My good guys murder people. They slowly carve runes onto them to help defeat the bad guys. Sure they try to use "society's worst" people for the rituals, but realistically that doesn't always happen.
This is revealed to the main character and when the MC pushes, the good guys are unapologetic about all of it (similar to how the first paragraph is written). Of course MC shuns them and dissociates himself with them.
My goal is to make the MC come to view the good guys as Good Guys.
Eventually, MC realizes that the killing is necessary and comes to accept the good guys. But I can't get him to go from accepting what they're doing as necessary to then believing they're Good Guys. How can I make this leap? What am I missing?
Edit: In response to a comment, I'm not asking a "what to write" or what my plot should be or how the world should work. Rather, I'm trying to make a character pull a full 180 on their perspective of "right" and "wrong" or what is "good." I've begun the turn and am (what I feel to be) about halfway--my MC has accepted what's happening as necessary but still feels uneasy about it. I'm asking about how I can push a character over the edge and twist their beliefs while making it more believable than "He woke up the next day thinking they were good." What should I focus on to make this believable?

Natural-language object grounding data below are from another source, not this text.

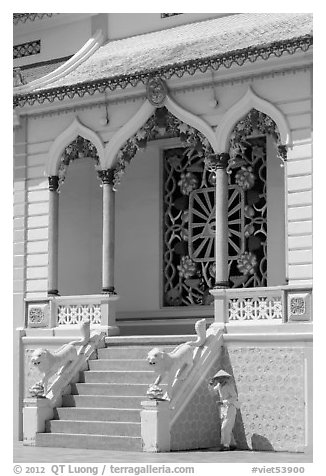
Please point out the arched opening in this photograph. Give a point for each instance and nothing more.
(80, 220)
(165, 215)
(256, 175)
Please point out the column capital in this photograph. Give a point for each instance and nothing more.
(53, 183)
(282, 152)
(214, 162)
(107, 176)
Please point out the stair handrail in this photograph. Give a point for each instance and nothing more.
(185, 367)
(64, 364)
(204, 357)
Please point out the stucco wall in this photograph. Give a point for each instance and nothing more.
(138, 234)
(60, 36)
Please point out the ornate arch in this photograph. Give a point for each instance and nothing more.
(75, 130)
(140, 119)
(248, 102)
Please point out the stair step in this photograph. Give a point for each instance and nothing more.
(130, 352)
(85, 441)
(117, 376)
(110, 389)
(100, 401)
(107, 428)
(148, 340)
(97, 414)
(119, 364)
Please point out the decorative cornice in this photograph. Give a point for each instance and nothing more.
(107, 176)
(27, 49)
(214, 162)
(238, 57)
(156, 91)
(222, 285)
(24, 17)
(53, 183)
(175, 90)
(168, 15)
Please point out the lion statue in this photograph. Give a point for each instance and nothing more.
(51, 363)
(175, 365)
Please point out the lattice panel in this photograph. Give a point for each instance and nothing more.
(255, 309)
(75, 314)
(27, 49)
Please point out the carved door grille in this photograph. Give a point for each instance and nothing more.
(189, 224)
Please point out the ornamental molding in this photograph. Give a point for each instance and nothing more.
(24, 17)
(75, 129)
(83, 54)
(176, 90)
(156, 91)
(125, 132)
(192, 120)
(141, 117)
(250, 101)
(239, 57)
(27, 49)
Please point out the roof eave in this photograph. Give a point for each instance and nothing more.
(235, 57)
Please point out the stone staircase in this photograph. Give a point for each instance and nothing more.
(103, 409)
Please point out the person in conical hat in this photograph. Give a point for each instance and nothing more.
(221, 373)
(222, 385)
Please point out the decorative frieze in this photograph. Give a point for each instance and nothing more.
(258, 308)
(18, 77)
(75, 313)
(106, 176)
(53, 183)
(27, 49)
(299, 306)
(24, 17)
(238, 57)
(156, 91)
(271, 389)
(214, 162)
(167, 15)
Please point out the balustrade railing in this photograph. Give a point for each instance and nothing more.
(270, 304)
(59, 311)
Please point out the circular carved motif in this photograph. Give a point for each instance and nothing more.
(156, 91)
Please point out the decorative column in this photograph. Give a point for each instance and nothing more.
(53, 235)
(217, 163)
(108, 231)
(110, 297)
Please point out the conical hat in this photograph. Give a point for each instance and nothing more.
(221, 373)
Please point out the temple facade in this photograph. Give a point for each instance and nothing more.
(163, 174)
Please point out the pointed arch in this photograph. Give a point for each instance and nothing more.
(125, 132)
(75, 129)
(250, 101)
(140, 118)
(192, 120)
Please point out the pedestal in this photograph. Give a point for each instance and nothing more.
(108, 311)
(155, 426)
(35, 413)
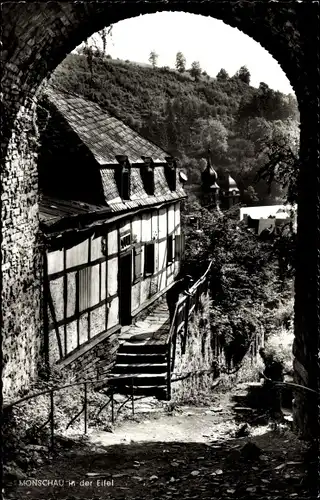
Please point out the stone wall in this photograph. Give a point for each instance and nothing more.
(21, 259)
(95, 363)
(35, 39)
(196, 353)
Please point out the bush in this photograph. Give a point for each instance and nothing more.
(23, 424)
(279, 347)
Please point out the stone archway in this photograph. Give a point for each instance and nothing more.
(36, 38)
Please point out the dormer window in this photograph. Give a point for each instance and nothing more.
(123, 177)
(147, 175)
(170, 173)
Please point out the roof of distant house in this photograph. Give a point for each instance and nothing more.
(104, 135)
(264, 212)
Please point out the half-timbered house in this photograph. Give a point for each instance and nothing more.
(110, 215)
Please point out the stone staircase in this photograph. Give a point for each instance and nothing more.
(140, 367)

At the moment, I feel like anything I do will be clearly fake.
This post was sourced from https://writers.stackexchange.com/q/40511. It is licensed under CC BY-SA 3.0.
1 answer
How can I make this leap?
The MC needs proof he cannot deny. Perhaps, by his own hand, he doesn't just shun them, he takes action to prevent this ritualistic murder from happening. What are the consequences of that?

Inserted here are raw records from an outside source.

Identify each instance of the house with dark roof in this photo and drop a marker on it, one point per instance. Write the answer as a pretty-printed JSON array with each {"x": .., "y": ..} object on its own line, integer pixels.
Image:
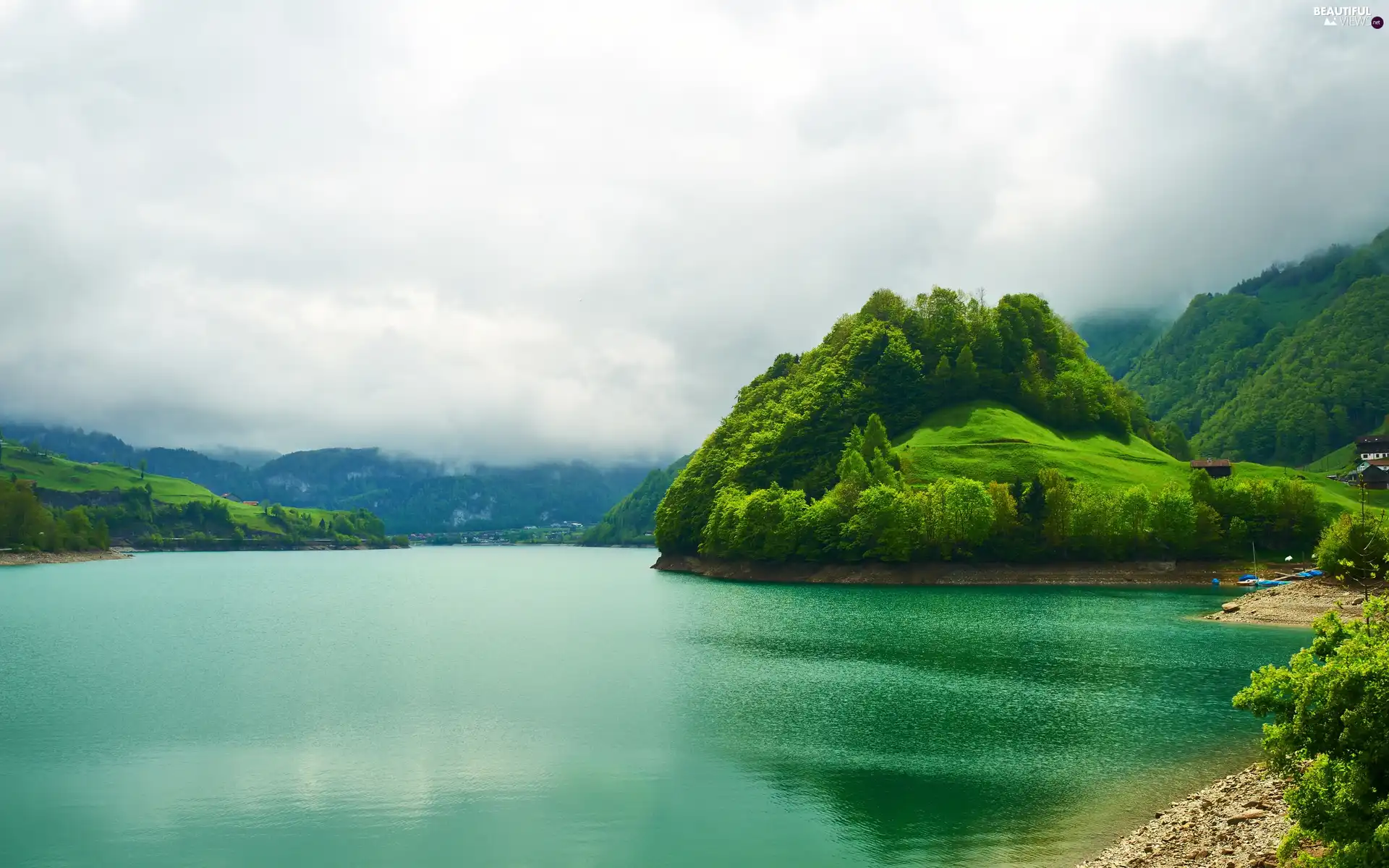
[
  {"x": 1372, "y": 448},
  {"x": 1215, "y": 467},
  {"x": 1372, "y": 474}
]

There better be some consequences, or these ritual murders are not accomplishing a damn thing!
But there are consequences, weird consequences that cause extreme pain or even death to innocents, perhaps to children. And the weirdest thing about these consequences are that they are precisely what the "good guys" told the MC would happen; and they are too magical or weird for the good guys to have done this harm themselves.

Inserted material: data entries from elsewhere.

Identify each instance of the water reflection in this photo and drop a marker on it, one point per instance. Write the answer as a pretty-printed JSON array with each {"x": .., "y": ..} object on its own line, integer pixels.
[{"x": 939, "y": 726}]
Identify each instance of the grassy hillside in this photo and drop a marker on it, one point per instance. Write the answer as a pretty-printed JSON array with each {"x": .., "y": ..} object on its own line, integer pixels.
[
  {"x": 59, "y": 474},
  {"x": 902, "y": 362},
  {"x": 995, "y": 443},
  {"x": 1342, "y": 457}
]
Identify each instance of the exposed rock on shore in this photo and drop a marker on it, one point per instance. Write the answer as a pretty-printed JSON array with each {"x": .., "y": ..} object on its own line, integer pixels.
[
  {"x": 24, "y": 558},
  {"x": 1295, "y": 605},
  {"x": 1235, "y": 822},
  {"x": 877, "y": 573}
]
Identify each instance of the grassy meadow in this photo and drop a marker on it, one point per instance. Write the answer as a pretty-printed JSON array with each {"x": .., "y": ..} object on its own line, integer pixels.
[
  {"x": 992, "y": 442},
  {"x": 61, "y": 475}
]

In short, the MC believes this is proof the good guys were right. Once he knows that, he can still try to squirm and see if there is any other way to prevent the consequences without having to commit torture and murder. Perhaps that is part of the plot, him trying and failing to find an alternative (or eventually trying and succeeding).
But the turning point is accomplished; at this point the MC has left his "normal world" and believes the good guys are on balance doing good, and he needs to join them. How long all of this takes depends on whether you have a bigger plot in mind. Just the conversion of the MC could be a story, but it could also be a short intro into a larger story if he has a bigger problem than this to solve.
Edit: All that already happened...
The question was how to move the MC from seeing the killings as necessary, into participating in the killings.
But the answer is the same, it is still by showing the consequences of NOT killing. He thinks it is necessary? Then invent a reason that makes him the only one that can do it. One or more of the good guys dies, or gets incarcerated or otherwise taken out of the picture, so there isn't enough of them to safely capture and kill a criminal.
Your MC has to step in, or the consequences kick in. Force an emergency on him. If he truly believes the killings are necessary, he will blame himself for whatever innocents suffer if he doesn't step up when he is needed.